Siempre que paso por delante me trae buenos recuerdos, me gusta más a media tarde, cuando ya los coches no pasan apenas por la calle, cuando el bullicio del centro da paso a la calma que tanto aprecio.

Suelo sentarme en ella tras la comida, cuando paseo un rato, siempre me pareció una zona bonita, pero sé que no siempre existió, en mis primeros veranos en la ciudad recuerdo ver una antigua construcción, encajonando la calle.

Tampoco sé en qué fecha destinaron el espacio a plaza, pero me alegro, me gusta el sitio. Sentado allí disfruto de uno de los laterales de la Iglesia de los Milagros y siempre me pregunto por qué no tiran su muro perimetral para poder disfrutar de la belleza del edificio.

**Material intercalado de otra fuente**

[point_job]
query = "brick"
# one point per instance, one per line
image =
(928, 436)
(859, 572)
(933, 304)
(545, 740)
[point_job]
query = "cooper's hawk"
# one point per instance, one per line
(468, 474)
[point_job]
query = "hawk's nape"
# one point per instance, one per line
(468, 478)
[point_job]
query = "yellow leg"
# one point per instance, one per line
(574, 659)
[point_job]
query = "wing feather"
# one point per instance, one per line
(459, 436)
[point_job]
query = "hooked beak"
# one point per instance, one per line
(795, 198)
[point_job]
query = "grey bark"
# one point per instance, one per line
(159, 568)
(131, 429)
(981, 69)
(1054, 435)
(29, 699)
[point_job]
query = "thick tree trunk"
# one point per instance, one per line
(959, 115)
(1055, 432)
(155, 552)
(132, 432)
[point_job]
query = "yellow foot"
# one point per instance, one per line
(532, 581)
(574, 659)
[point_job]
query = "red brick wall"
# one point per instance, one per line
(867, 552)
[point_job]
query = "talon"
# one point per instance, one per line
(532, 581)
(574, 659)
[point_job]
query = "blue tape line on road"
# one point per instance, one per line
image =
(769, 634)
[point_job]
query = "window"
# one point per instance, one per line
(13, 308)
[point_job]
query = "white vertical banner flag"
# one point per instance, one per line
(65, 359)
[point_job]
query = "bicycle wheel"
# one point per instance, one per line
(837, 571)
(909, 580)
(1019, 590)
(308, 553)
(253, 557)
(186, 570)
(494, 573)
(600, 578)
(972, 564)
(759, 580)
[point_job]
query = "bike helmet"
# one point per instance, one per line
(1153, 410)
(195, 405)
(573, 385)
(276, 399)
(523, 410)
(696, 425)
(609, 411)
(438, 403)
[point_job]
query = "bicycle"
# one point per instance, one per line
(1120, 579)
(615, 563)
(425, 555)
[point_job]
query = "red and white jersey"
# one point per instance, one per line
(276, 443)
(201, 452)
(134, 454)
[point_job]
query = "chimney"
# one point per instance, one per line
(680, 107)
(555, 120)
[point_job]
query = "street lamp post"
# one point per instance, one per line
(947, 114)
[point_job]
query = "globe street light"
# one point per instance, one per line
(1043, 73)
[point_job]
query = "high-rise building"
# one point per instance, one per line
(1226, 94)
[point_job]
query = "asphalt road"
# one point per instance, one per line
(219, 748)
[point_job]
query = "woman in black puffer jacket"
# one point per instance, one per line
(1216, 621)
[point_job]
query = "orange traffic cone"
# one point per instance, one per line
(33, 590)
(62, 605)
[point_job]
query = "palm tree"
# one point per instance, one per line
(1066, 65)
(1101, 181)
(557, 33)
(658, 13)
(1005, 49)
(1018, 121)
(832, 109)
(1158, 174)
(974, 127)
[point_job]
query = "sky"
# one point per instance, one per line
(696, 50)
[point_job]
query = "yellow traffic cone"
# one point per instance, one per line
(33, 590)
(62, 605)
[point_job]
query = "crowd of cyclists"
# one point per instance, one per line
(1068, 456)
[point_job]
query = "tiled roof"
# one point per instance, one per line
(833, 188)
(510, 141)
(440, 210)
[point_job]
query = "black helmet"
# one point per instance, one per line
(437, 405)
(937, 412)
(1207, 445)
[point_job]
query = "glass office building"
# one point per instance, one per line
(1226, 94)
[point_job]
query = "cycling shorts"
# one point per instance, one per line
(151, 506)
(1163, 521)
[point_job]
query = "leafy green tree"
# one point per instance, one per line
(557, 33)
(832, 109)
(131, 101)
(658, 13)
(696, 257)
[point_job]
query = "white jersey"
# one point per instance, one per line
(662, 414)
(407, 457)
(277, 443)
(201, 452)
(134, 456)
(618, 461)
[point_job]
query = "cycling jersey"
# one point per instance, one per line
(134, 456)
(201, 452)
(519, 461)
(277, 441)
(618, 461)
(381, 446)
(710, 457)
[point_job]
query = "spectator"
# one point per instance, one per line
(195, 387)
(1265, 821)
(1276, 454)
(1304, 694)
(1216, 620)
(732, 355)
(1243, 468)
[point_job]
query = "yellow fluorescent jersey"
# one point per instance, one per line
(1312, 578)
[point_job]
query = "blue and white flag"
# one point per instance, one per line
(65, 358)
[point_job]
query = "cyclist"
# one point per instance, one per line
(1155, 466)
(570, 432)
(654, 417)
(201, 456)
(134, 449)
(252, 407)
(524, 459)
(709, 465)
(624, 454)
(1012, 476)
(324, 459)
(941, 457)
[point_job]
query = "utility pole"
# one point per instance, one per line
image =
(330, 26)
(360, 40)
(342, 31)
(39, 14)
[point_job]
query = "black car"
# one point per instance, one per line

La que ya es mi placita de las tardes me sigue encantando, a pesar de que a veces algún vagabundo duerma entre sus rincones, y cuando el sol calienta huelo a los restos de sus necesidades. Aun así, y a pesar de que a veces algún desalmado destroza alguno de los árboles, la encuentro sumamente acogedora.

Es cierto que, a pesar de todo, mi relación con ella es bastante cercana, antes cuando pasaba la veía fría, sin alma, incluso… si se me permite… absurda. Eso dejo de ser así cuando me senté en ella un día. Me agradó, y ahora ya lo sigue haciendo.

Sin embargo, como decía, a veces me imagino ese muro derribado, dejando los enormes sillares de la Iglesia al descubierto, supongo, porque he visto alguna vez la enorme puerta abierta, que quedará un espacio al final de la calle, y sé que, desde allí, se puede acceder a la gran plaza que hay junto a la Iglesia.

Los tiempos tienen distintas necesidades, y hoy en día, no creo equivocarme, que todos ganamos disponiendo de mayores espacios, disfrutando de los monumentos limpios, sin anexos, fruto de la necesidad de otros momentos. Sentado en los bancos de esta plaza, que no sé ni cómo se llama, me imagino otra visión, y me gusta.